Nathan Clifford School, Falmouth Street, Portland, Photo by Greater Portland Landmarks

Nathan Clifford School, Falmouth Street, Portland, Photo by Greater Portland Landmarks

 

Several years ago the Nathan Clifford School, located in the dense suburban neighborhood of Oakdale, was closed by the city of Portland. Local students are now transported to a new site outside the neighborhood. The historic school was sold to a developer who converted it into apartments using historic tax credits and conserved the open space at the rear of the building as a park.

Can Historic Schools Meet 21st Century Educational Needs?

Local schools were once thought of as important civic landmarks, built to last for generations, and representative of a community’s investment in its youngest citizens. They embodied the spirit of their neighborhoods, their city, and their community’s history.  While many historic schools in Greater Portland may not be designated historic landmarks, they are often seen as local landmarks. With proper maintenance and timely upgrading, they can continue to serve their communities for many years to come.

In Portland planners and design advocates are promoting a concept called “complete neighborhoods.” This refers to locales where residents have safe and convenient access to all the goods and services needed in daily life, including a variety of housing options, shops, public schools, open spaces and recreational opportunities, transportation options, and civic services. An important element of a complete neighborhood is that it is sized for a walkable human scale and accessible to people of all ages and abilities. Historic school buildings are usually located on sites within walking or biking distance of the community members they serve and provide valuable social services, community gathering places, and access to open space and recreation outside normal school hours.
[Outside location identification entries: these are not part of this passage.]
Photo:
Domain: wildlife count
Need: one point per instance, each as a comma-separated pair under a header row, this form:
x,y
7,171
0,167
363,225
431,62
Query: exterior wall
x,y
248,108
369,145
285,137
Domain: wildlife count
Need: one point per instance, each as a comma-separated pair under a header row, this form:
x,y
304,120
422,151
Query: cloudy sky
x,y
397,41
Longfellow Elementary School in Portland has the highest rate of elementary students within walking distance according to school district reports. Yet the building is in dire need of internal updating to accommodate modern educational requirements, and exterior preservation to secure the building’s envelope from the elements. The city council and school board will soon be making important decisions about the school’s future.  Citizens in the school’s Deering Center neighborhood are concerned that prolonged underfunding of their school’s needs might result in its closure, like the Oakdale neighborhood experienced with the closure of the Nathan Clifford School in 2011.

 
The former South Portland High School, now Mahoney Middle School, South Portland, Photo by Greater Portland Landmarks

The former South Portland High School, now Mahoney Middle School, South Portland, Photo by Greater Portland Landmarks

 

In August, the Maine State Board of Education determined that the historic Mahoney School building, currently one of two middle schools in South Portland (the other is Memorial), is eligible for state funding.  Money is thus available for renovating Mahoney, replacing Mahoney, or consolidating the two middle schools. Residents are now discussing the potential consolidation of these schools as both have significant building problems and site limitations. Mahoney serves about 325 students on a fifteen-acre parcel at the corner of Ocean Street and Broadway, near Mill Creek Park. Memorial serves about 400 students on a seventeen-acre parcel in the Thornton Heights neighborhood. Local officials have started a complex multi-step process to determine the best and most cost-effective way to house the education of South Portland’s 725 students in Grades 6 through 8.

Greater Portland Landmarks encourages communities to act as good stewards of their historic school buildings and to continue to use neighborhood schools for the purpose for which they were designed. Maintenance and modernization of these existing facilities is a critically important community investment. Unfortunately, some historic schools may close. When that happens Greater Portland Landmarks advocates that they be designated as historic landmarks in order to facilitate their reuse based on access to historic tax credits. We applaud the work of local developers who have saved many of our abandoned school buildings through conversion, thus preserving these neighborhood landmarks for future generations.